Ce mois-ci, la récolte va être mince. Je vous disais que j’avais beaucoup lu en mars, et le résultat est que j’ai passé moins de temps à lire les blogs. J’ai aussi été occupée par un projet que je mets en place et pour lequel je rédige un dossier sur ordinateur (et dont je vous parlerai peut-être quand il prendra forme !). Donc dès que je peux, je m’éloigne de l’écran.

J’ai néanmoins découvert un nouveau blog, grâce à la visite de sa rédactrice sur le mien. Et j’ai mis le lien de côté parce que je n’ai lu que quelques-uns de ses billets et j’aime tellement sa manière d’écrire et la présentation de ses articles que je veux tout lire.

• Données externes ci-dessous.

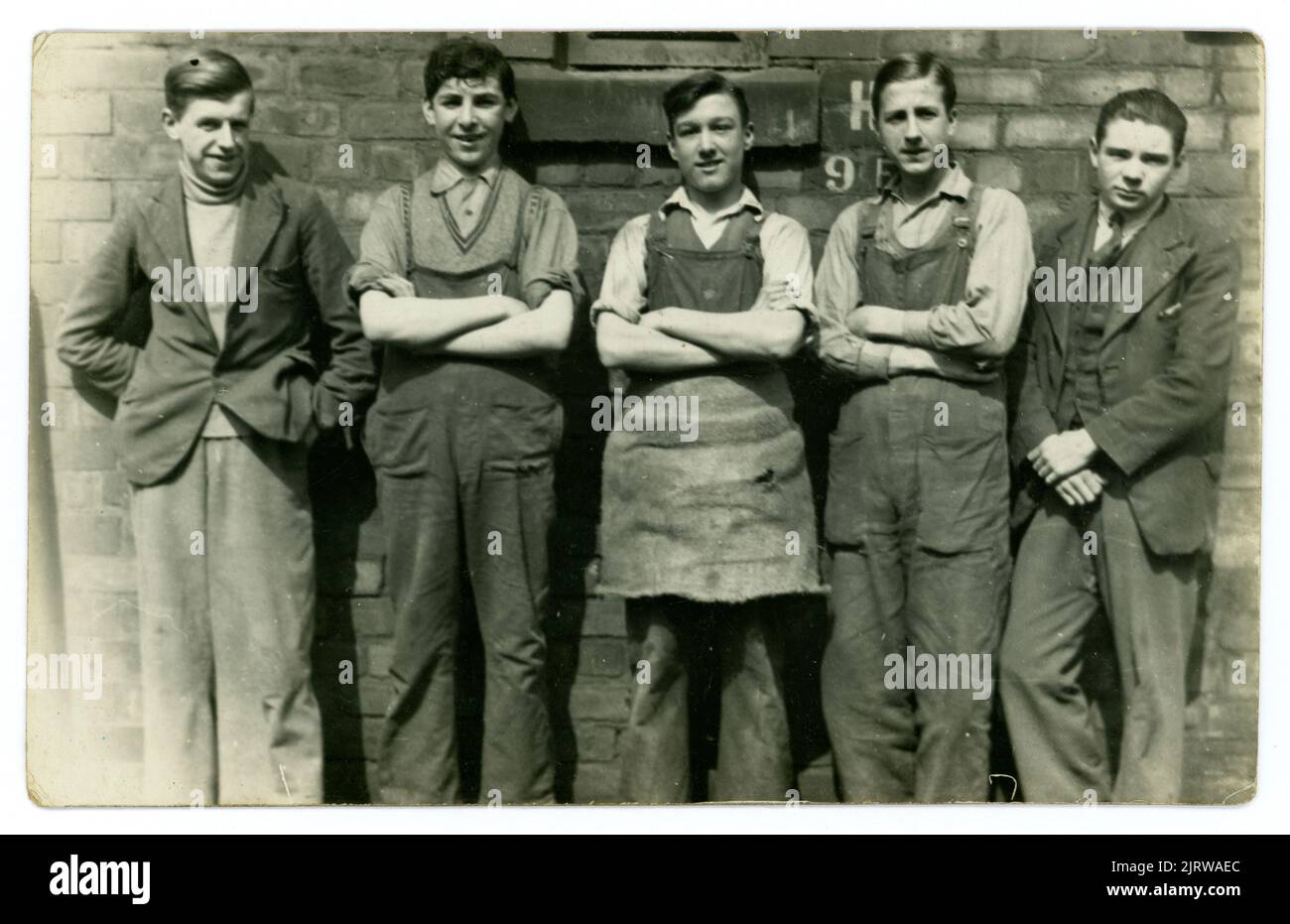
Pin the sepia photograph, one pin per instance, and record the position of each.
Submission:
(859, 417)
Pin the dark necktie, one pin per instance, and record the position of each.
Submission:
(1107, 253)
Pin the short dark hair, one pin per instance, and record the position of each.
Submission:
(682, 95)
(915, 66)
(204, 73)
(1148, 106)
(467, 59)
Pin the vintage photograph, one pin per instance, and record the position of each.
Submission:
(645, 417)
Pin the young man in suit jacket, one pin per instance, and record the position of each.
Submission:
(1117, 443)
(214, 418)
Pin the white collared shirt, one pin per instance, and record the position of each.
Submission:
(710, 224)
(465, 198)
(1127, 230)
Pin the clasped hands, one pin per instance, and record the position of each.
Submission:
(1062, 461)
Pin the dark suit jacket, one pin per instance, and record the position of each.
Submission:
(266, 373)
(1164, 372)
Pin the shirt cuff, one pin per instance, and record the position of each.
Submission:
(873, 359)
(914, 330)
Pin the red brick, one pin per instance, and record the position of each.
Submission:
(373, 696)
(958, 44)
(57, 67)
(1188, 86)
(1249, 55)
(52, 283)
(517, 44)
(138, 111)
(998, 171)
(1049, 129)
(1093, 86)
(1048, 172)
(99, 572)
(364, 120)
(279, 115)
(596, 107)
(1049, 44)
(375, 658)
(1152, 47)
(78, 489)
(1246, 129)
(1242, 90)
(975, 132)
(71, 198)
(46, 241)
(71, 112)
(346, 75)
(613, 173)
(998, 85)
(814, 211)
(607, 210)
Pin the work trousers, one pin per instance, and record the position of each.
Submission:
(675, 643)
(467, 484)
(1072, 566)
(917, 525)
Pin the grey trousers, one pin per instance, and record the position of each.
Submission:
(1149, 601)
(226, 608)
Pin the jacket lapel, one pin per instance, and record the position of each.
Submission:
(168, 224)
(1066, 247)
(261, 215)
(1161, 250)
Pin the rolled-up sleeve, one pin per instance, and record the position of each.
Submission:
(550, 258)
(786, 249)
(984, 325)
(622, 289)
(838, 291)
(382, 247)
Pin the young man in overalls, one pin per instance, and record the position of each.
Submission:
(706, 537)
(467, 278)
(920, 295)
(214, 421)
(1118, 442)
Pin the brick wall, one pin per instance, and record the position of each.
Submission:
(1027, 103)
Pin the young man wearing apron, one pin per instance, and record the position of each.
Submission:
(920, 295)
(214, 421)
(467, 278)
(1118, 442)
(708, 534)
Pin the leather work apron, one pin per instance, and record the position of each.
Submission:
(464, 459)
(726, 516)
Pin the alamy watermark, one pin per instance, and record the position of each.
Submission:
(945, 671)
(671, 413)
(215, 284)
(1114, 284)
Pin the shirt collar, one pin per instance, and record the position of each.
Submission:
(680, 198)
(954, 184)
(448, 175)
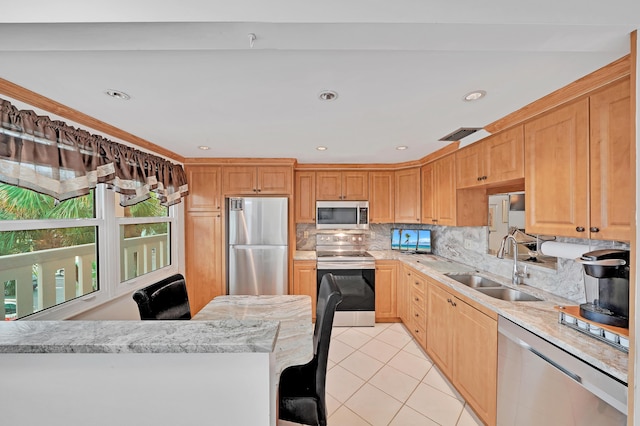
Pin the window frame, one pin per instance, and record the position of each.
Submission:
(107, 253)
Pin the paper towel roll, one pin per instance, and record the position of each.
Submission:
(564, 250)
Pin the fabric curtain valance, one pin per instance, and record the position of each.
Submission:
(56, 159)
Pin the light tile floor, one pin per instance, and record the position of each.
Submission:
(380, 376)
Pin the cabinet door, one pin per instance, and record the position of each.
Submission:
(475, 355)
(204, 188)
(446, 190)
(428, 194)
(386, 283)
(203, 244)
(381, 197)
(440, 328)
(504, 156)
(239, 180)
(469, 166)
(274, 180)
(556, 171)
(610, 143)
(407, 194)
(355, 186)
(304, 281)
(305, 197)
(328, 186)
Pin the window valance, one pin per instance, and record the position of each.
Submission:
(62, 161)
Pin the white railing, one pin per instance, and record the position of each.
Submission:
(46, 278)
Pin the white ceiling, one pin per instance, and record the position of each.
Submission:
(400, 68)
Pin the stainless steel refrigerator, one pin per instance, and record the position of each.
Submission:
(257, 245)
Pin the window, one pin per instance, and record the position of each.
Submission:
(145, 238)
(60, 258)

C’est le blog Envole de pages (Celestialmusae si tu passes par ici, j’en profite pour te dire que je n’ai pas laissé de commentaire sur ton blog mais promis je le ferai !) . Je vous partage le lien vers sa chronique de La maison dans laquelle de Mariam Petrosyan, dont j’ai entendu parler sur plusieurs blogs et qui fait partie de mes livres à lire.

  • Je balance : au moins un lien (hors chronique littéraire) qui m’a fait « Wahou » le mois dernier

Je vous partage un article de France Culture sur une innovation testée à Pékin : des machines intelligentes pour délivrer le papier-toilette. Au-delà du caractère insolite et, a priori drôle (mais seulement a priori), l’article prend de la hauteur pour interroger l’usage de la technologie à des prétendues fins écologiques. Car ces machines intelligentes enregistrent le visage de celui qui se rend aux toilettes. Et la vie privée, dans tout ça ?

  • Et enfin, je balance : ce que j’ai fait de mieux le mois dernier

J’ai réussi à avancer dans ma to-do liste et j’en viens peu à peu à bout. Et ça, c’est une grande victoire !

Je vous souhaite un joli mois d’avril.